Ser físicamente atractivo aumenta tus posibilidades de éxito profesional. Leed este artículo del Economist, que cita varias fuentes:
The economics of good looks: The line of beauty
No solo sucede en trabajos en los que el atractivo físico tiene importancia como la atención al público, el espectáculo o la prostitución. Sucede a todos los niveles. Incluso hay estudios que afirman que, en la globalidad del mercado laboral, el atractivo de una persona es más definitorio para su nivel de ingreso que su educación.
Entonces, además de crear una asociación de feos contra la discriminación y exigir una cuota de feos en las empresas y en las listas electorales ¿qué otra cosa puedes hacer?
Lo primer es ser consciente de ello y mejorar tu aspecto en la medida de tus posibilidades. Habrá quien se escandalice por esto, pero probablemente para una mujer es más rentable profesionalmente una operación de cirugía estética que un MBA. Y una hora al día en el gimnasio es mejor que una hora estudiando una carrera. En cualquier caso, gastar dinero en ropa o en peluquería resulta ser una buena inversión.
Segundo, tener en cuenta que esto no solo vale para el trabajo, sino para cualquier relación profesional. Si tienes que hablar con un inversor, con un socio potencial o con un cliente, cuanto mejor aspecto tengas más favorecido saldrás del intercambio.
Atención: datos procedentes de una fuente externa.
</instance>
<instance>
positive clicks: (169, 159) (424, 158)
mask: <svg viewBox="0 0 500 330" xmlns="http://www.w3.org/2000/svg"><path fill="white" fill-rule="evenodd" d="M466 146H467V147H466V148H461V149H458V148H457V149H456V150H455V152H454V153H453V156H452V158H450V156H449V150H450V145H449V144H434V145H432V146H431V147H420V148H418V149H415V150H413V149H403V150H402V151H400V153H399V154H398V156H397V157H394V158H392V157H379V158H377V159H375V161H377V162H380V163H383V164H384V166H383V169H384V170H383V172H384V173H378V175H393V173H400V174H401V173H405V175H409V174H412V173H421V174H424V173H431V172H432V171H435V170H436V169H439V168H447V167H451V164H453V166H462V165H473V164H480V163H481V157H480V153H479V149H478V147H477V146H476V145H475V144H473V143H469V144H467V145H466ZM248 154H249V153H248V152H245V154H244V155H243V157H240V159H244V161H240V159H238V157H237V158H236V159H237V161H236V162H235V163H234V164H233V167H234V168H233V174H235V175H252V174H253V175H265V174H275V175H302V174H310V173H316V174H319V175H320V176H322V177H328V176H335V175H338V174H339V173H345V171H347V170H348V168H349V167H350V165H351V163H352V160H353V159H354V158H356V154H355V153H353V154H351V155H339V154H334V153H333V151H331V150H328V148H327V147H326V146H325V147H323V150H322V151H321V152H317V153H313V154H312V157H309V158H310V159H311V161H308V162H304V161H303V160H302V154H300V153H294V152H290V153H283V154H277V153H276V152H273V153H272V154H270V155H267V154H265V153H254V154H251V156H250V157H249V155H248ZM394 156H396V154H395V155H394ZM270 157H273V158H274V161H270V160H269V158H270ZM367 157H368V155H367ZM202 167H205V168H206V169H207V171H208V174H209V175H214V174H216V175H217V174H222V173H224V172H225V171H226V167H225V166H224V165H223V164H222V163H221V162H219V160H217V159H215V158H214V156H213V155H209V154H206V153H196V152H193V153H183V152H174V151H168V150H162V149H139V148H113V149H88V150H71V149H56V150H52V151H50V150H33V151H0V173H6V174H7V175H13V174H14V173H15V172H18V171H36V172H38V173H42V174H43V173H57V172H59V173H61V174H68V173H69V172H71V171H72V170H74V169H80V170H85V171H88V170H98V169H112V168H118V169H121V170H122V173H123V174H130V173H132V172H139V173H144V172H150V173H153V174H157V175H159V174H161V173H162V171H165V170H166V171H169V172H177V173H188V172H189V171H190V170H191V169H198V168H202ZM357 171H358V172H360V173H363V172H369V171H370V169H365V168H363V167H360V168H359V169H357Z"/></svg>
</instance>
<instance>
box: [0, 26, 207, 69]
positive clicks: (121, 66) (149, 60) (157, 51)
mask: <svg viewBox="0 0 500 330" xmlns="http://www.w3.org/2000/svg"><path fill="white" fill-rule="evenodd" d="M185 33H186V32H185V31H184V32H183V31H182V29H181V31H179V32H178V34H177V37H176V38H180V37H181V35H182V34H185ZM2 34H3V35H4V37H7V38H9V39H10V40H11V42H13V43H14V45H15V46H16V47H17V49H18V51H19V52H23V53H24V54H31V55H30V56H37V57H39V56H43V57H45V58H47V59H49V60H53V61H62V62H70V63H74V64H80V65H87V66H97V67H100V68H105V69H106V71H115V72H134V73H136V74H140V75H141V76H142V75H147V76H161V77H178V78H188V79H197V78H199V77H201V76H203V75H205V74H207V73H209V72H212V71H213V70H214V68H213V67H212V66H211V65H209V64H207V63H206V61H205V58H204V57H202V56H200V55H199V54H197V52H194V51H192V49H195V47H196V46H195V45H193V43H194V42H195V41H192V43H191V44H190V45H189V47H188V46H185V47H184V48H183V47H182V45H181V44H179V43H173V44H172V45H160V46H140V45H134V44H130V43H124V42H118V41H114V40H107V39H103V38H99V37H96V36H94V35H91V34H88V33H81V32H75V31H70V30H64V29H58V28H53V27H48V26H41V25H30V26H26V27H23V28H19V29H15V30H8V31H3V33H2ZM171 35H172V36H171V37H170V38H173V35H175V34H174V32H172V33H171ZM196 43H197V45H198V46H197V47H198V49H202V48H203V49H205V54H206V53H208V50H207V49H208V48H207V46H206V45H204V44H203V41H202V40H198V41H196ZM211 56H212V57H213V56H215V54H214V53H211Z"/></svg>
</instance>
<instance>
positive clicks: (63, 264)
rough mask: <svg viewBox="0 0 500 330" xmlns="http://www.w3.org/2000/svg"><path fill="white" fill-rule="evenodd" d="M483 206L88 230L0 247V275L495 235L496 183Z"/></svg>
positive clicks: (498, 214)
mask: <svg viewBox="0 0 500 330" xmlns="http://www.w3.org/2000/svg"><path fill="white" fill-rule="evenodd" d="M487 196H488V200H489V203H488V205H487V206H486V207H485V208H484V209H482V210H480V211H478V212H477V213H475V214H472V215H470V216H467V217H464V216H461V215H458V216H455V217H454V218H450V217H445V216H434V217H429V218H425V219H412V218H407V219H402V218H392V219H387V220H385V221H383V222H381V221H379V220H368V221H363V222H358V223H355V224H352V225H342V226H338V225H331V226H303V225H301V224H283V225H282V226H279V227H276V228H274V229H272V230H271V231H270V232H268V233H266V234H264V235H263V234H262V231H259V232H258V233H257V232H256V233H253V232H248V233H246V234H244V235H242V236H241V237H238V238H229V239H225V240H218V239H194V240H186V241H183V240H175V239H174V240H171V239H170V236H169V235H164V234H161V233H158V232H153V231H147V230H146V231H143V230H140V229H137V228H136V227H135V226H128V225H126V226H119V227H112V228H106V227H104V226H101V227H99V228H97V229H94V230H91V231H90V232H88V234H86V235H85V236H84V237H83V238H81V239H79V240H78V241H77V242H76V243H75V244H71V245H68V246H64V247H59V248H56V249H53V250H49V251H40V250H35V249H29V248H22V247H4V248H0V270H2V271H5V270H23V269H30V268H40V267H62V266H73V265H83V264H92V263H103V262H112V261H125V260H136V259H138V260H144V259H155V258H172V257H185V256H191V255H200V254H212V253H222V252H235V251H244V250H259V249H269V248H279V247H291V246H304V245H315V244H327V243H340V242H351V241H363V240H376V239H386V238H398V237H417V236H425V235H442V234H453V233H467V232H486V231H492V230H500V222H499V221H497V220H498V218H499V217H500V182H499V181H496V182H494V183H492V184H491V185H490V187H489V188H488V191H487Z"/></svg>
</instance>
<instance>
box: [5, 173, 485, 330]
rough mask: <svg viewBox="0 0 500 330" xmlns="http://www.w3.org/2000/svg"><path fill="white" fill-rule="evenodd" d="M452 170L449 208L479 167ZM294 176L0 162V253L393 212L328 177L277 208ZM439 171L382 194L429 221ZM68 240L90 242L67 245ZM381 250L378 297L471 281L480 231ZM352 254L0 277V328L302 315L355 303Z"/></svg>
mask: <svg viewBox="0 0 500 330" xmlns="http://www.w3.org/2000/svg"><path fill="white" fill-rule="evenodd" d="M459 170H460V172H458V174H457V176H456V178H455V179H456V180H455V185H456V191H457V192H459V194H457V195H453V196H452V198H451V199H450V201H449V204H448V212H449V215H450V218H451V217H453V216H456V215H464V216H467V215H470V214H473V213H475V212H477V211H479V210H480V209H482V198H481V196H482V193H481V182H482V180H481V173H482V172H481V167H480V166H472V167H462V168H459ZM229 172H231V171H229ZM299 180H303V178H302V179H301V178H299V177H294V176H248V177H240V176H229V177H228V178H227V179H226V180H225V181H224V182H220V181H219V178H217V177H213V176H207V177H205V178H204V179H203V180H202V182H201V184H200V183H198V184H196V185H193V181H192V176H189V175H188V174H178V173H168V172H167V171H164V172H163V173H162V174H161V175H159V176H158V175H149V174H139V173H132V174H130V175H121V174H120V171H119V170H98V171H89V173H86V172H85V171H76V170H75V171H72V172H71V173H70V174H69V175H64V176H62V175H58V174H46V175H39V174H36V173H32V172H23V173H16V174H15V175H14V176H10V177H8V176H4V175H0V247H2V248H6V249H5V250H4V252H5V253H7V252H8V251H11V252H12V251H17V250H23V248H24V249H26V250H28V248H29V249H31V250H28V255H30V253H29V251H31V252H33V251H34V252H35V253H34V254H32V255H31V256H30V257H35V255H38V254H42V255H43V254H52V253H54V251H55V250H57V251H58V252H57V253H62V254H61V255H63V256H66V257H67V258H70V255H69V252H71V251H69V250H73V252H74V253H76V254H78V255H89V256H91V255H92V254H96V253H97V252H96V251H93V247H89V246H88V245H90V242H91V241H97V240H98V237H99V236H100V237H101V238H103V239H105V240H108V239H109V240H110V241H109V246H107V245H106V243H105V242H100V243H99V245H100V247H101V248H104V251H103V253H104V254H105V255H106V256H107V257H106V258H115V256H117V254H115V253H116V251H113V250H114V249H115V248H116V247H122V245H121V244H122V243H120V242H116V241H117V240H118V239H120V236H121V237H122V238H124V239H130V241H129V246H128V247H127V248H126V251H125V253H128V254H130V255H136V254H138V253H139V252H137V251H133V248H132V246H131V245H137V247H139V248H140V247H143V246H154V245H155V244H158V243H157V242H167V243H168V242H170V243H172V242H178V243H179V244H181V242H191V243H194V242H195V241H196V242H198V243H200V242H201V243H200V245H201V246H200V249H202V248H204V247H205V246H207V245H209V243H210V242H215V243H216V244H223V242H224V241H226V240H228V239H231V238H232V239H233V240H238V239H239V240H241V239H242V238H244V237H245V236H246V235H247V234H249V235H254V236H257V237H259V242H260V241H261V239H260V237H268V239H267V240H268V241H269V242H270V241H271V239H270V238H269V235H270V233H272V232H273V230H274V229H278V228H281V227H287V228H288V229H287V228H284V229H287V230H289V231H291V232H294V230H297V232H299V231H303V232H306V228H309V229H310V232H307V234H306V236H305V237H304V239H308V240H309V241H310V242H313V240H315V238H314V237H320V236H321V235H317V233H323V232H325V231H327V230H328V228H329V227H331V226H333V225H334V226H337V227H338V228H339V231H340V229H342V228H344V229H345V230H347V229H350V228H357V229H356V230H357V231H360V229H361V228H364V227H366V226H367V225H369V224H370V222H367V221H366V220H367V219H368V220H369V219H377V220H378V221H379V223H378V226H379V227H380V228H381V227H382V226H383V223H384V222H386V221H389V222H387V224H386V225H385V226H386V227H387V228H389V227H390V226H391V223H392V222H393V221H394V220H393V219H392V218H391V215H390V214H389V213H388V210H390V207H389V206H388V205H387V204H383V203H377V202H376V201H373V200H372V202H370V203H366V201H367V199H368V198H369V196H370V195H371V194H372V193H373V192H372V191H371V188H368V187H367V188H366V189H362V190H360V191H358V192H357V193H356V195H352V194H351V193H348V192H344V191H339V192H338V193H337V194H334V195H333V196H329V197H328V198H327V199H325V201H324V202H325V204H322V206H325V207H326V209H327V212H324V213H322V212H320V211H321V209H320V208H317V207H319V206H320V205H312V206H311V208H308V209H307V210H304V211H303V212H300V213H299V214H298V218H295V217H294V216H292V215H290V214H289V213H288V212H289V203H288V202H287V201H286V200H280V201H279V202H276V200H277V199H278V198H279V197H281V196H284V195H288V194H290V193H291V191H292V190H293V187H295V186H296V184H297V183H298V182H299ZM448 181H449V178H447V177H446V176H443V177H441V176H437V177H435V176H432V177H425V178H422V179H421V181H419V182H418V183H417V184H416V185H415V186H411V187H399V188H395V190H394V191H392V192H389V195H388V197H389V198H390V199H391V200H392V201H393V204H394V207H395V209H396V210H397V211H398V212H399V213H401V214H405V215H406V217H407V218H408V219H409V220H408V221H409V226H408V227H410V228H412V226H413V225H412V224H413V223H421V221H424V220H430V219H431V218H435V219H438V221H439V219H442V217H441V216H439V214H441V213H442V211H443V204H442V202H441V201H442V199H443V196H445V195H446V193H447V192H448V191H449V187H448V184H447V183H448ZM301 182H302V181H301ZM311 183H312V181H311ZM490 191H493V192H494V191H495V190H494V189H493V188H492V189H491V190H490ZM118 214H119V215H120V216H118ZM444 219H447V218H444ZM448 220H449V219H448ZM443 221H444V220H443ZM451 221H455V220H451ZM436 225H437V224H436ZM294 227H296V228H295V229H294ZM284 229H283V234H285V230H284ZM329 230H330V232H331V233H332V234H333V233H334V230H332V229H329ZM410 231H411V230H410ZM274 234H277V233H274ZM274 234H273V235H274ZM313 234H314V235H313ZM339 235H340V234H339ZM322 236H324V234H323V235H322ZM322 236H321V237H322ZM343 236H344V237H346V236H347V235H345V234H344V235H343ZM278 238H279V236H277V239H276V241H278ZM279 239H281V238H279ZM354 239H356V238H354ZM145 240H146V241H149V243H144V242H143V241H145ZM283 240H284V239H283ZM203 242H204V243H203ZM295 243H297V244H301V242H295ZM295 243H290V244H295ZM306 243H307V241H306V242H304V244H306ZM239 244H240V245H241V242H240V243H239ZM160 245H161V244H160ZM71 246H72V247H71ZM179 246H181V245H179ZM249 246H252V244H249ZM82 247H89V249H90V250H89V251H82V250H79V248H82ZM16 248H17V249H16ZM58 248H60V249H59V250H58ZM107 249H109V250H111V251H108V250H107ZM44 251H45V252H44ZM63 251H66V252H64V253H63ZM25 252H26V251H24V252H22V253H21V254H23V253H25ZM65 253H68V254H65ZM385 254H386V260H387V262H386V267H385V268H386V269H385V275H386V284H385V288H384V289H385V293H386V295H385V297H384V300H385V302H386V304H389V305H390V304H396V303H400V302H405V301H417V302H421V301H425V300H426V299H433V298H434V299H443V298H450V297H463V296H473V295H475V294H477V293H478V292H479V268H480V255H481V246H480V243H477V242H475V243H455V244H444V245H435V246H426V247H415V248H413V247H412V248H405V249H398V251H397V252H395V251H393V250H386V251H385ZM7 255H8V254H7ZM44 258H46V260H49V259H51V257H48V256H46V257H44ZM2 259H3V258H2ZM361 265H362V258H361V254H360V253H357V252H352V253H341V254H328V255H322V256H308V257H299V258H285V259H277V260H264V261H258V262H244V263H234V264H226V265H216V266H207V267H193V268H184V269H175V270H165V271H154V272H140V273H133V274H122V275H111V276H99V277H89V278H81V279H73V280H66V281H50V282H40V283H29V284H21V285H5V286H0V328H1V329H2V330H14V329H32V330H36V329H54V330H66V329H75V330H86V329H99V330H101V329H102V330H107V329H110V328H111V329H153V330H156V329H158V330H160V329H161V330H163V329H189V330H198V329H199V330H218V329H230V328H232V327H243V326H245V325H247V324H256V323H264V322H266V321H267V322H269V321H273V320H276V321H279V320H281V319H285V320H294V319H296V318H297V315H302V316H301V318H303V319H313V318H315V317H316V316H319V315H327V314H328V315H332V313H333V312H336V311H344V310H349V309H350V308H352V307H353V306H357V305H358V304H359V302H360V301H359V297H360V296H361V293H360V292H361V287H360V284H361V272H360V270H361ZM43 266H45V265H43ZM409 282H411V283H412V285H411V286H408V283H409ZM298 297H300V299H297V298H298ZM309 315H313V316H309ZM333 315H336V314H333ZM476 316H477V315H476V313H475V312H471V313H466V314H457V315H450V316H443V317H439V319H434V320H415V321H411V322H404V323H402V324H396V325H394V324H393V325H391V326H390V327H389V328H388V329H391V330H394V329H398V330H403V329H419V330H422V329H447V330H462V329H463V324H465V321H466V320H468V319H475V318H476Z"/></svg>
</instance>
Y respecto a tus empleados, tal vez puedas aprovechar esto que sabes para pagar menos si contratas a alguien poco favorecido. O, por el mismo dinero, contratar a alguien mejor aunque menos agraciado. Claro que tampoco puedes pasarte, porque si tu plantilla parece un ejército de Mordor es probable que te cueste encontrar a alguien que quiera unirse a ellos.